View media item 796Picked up the new fuel tank today from miracle strip welding in Panama City great guys. And I had to wait a week longer but it was because they wanted to find a sending unit that would fit the tank since it is shallow. View media item 795 looks great got plenty of room still in the from compartment.


----------



## CodyW (Jan 26, 2016)

Marlinman1990 said:


> View media item 796Picked up the new fuel tank today from miracle strip welding in Panama City great guys. And I had to wait a week longer but it was because they wanted to find a sending unit that would fit the tank since it is shallow. View media item 795 looks great got plenty of room still in the from compartment.


NIce. How many gallons is that? I've been waiting 6 months for my tank and still no tank.


----------



## Marlinman1990 (Apr 14, 2013)

CodyW said:


> NIce. How many gallons is that? I've been waiting 6 months for my tank and still no tank.


It's supposed to be an 8 gallon tank but we will see when I first fill it up! Haha


----------



## CodyW (Jan 26, 2016)

What happen? You were moving along good.


----------



## Marlinman1990 (Apr 14, 2013)

Sorry to disappoint. Lol I work on a research boat and have been gone for a week I'll be getting started on it tomorrow.


----------



## CodyW (Jan 26, 2016)

Marlinman1990 said:


> Sorry to disappoint. Lol I work on a research boat and have been gone for a week I'll be getting started on it tomorrow.


How cool. What do you research?


----------



## Marlinman1990 (Apr 14, 2013)

It's a navy research vessel here in Panama City. We do research and development for the navy.


----------



## Whiskey Angler (Mar 20, 2015)

Marlinman1990 said:


> It's a navy research vessel here in Panama City. We do research and development for the navy.
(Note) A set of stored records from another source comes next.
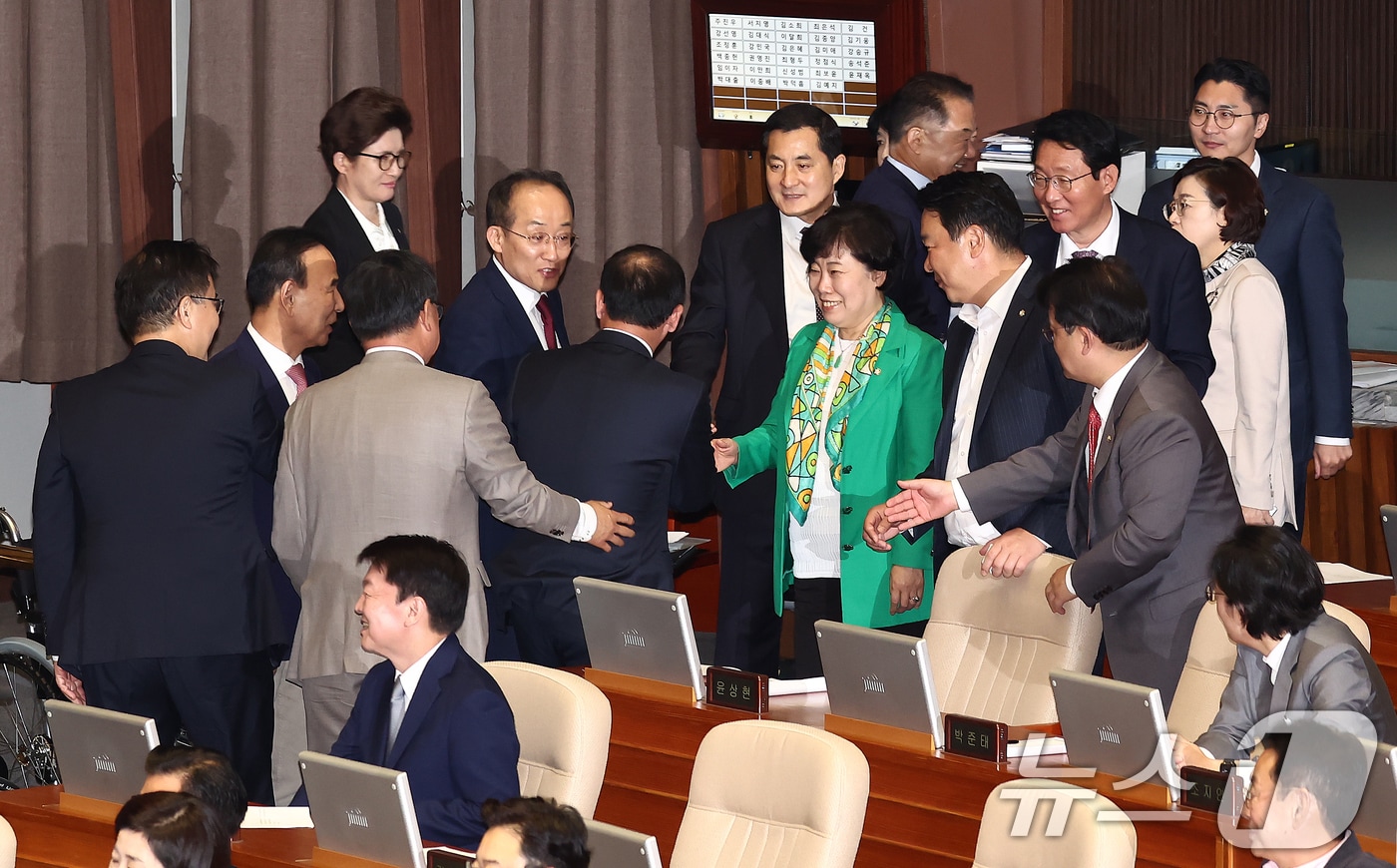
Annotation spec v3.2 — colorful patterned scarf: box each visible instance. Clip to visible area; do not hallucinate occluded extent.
[786,303,893,526]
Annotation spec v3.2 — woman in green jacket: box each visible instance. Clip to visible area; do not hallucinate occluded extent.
[712,203,943,677]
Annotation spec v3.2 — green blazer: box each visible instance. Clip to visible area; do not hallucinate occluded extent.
[723,304,944,628]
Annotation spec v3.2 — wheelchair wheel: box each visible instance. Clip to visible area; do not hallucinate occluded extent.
[0,639,62,790]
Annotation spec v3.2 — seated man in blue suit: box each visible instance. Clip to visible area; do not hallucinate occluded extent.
[318,537,520,850]
[1140,57,1354,528]
[1024,109,1214,395]
[853,73,975,338]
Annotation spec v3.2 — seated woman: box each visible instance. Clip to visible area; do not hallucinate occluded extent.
[1164,157,1299,527]
[1173,526,1397,769]
[112,792,231,868]
[712,203,944,677]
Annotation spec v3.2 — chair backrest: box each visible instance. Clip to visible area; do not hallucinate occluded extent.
[670,719,869,868]
[923,547,1101,727]
[972,777,1136,868]
[485,659,611,819]
[1166,600,1372,741]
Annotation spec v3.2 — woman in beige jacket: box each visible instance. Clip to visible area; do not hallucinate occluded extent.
[1164,157,1298,526]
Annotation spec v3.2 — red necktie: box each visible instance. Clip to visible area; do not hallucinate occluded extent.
[538,295,558,349]
[1087,404,1101,491]
[286,362,308,397]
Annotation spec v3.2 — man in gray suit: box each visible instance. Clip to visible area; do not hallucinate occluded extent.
[272,250,633,752]
[865,257,1242,704]
[1173,526,1397,769]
I instantly pictured you working as part of team Zissou from 'The Life Aquatic'. (An excellent movie)


----------



## CPurvis (Apr 6, 2016)

Nice work! I had an old Queen craft it was a Jon style. It was a sweet boat but needed work and at the time I didn't have the time or money to restore now I wish I had it back. Oh and I am also in Panama City.


----------



## Marlinman1990 (Apr 14, 2013)

Got some work done to it been busy at work and I traded this jewel for a new project a 25'7 mako. I'm still finishing the queen out for him.


----------



## Marlinman1990 (Apr 14, 2013)

View media item 920View media item 921View media item 922 finished building the cap.


----------



## Marlinman1990 (Apr 14, 2013)

View media item 923Behold my new project boat not a micro skiff. Lol


----------



## Goldmine (Aug 29, 2017)

Did you ever finish this for the guy you traded with?


----------